ASNDepth Training Memory Requirements

I'm trying to replicate these results, however I'm running into memory limitations with similar hardware reported in the paper.

Did you guys use a minibatch of 8 per GPU (effective minibatch size 32 across 4 GPUs) or minibatch size of 2 per GPU (effective minibatch size 8 across 4 GPUs)
Did you freeze the backbone or any other sections of the network during training?
In your Depth2normalLight implementation, did you iterate over random samples, or unroll them over an additional dimension in your tensors?
In your Depth2normalLight implementation, did you randomly bilinearly sample your guidance featuremap, or did you simply select pixels from the discrete neighbor set?

Thanks!

Jul 13 '21 15:07 BrianPugh

Thanks for your interests.

If use HRNET-48, effective minibatch size 8 across 4 GPUs.
We don't freeze any module.
Unroll them over an additional dimension in your tensors
Simply select pixels from the discrete neighbor set.

Jul 15 '21 14:07 flamehaze1115

I've got another question: I see that you guys use 3 channels for your guidance feature, and that you use a sigmoid activation. This gives a max L2 distance of 1.73 between two features. The first part of equation 2 in your paper says you use a normalize gaussian kernel to encode into a range [0,1]. However, since the max L2 distance is 1.73, the actual range is only [0.42, 1]. Is this correct?

Jul 15 '21 17:07 BrianPugh

also, how/when do you start applying your learning rate decay?

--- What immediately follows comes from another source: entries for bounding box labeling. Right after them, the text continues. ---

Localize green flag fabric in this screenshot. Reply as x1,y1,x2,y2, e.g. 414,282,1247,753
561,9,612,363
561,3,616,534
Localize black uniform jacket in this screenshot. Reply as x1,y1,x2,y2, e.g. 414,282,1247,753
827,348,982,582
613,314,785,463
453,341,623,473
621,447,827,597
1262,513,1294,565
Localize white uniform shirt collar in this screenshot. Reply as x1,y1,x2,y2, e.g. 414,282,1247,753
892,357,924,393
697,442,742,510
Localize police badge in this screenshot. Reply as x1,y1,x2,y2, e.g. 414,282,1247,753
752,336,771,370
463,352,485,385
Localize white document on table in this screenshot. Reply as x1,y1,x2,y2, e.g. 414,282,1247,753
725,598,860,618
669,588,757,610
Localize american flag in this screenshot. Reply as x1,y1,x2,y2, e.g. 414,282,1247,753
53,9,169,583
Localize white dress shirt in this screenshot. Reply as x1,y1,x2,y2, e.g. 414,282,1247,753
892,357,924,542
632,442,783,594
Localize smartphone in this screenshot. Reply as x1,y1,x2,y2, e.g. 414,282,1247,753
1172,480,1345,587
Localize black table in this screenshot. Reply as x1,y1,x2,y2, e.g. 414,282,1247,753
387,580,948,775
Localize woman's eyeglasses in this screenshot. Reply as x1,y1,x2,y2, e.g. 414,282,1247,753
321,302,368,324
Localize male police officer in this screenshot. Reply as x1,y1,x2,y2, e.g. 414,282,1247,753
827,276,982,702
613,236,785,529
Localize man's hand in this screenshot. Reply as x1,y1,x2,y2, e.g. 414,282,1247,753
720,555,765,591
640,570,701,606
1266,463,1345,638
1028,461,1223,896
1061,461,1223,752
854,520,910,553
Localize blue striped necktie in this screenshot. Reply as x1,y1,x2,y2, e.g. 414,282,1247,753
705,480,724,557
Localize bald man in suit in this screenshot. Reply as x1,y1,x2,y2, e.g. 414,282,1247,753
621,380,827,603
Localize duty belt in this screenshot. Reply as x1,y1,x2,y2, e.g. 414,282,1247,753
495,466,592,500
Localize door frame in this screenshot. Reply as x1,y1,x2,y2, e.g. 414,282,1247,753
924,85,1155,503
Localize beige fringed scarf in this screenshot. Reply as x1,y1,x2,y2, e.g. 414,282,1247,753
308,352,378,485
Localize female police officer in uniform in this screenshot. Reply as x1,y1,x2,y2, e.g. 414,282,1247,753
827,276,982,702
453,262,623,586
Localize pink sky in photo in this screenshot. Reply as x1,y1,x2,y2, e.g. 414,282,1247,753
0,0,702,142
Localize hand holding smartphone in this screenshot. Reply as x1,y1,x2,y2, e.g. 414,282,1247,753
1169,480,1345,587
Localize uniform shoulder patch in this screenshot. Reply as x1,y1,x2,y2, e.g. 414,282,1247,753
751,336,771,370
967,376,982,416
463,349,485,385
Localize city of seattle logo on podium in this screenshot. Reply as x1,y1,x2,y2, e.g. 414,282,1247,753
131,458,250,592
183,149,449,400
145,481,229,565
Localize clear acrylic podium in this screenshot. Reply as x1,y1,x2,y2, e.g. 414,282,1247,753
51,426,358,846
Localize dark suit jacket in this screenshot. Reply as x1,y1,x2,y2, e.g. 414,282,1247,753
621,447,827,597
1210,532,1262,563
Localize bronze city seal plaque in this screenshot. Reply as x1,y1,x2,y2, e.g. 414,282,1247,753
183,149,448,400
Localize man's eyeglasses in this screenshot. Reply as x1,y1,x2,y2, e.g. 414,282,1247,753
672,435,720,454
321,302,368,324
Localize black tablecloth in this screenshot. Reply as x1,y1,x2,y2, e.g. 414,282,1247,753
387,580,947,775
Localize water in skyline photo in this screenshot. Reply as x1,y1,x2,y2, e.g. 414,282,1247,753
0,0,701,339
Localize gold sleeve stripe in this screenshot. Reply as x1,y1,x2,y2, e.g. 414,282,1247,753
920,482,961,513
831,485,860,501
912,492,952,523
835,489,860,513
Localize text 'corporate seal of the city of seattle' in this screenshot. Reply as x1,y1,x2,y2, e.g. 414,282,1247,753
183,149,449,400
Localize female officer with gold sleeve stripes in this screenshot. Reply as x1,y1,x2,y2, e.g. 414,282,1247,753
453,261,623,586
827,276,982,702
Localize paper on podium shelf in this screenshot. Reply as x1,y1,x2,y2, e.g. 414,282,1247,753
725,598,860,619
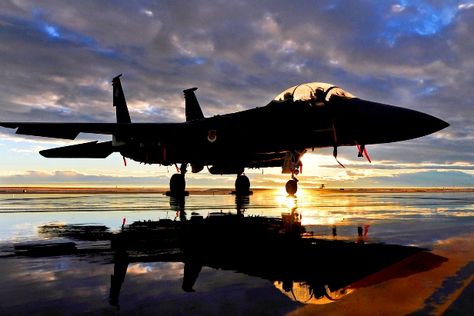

Since the backbone/depth-decoder train for longer than the guidance-decoder.

Jul 15 '21 18:07 BrianPugh

do you apply any regularization to the guidance output?

Jul 15 '21 18:07 BrianPugh

We use 3 channels for better visualization. You can adopt more channels here, while in our experiences, 3 channels are enough. The sigma of Gaussian kernel is a hyperparameter, we just simply adopt 0.5 here.
After only training depth branch in 20 epochs, we start to train the whole with initial lr=0.00005. You may adjust the learning rate.
No regularization to the guidance output.

Jul 19 '21 14:07 flamehaze1115

Hmmm, I'm unable to reproduce the results from your paper. However, my guidance maps don't look like yours either. Have you encountered anything like this in your experiments? The estimated surface normal edge also appears noisy instead of crisp.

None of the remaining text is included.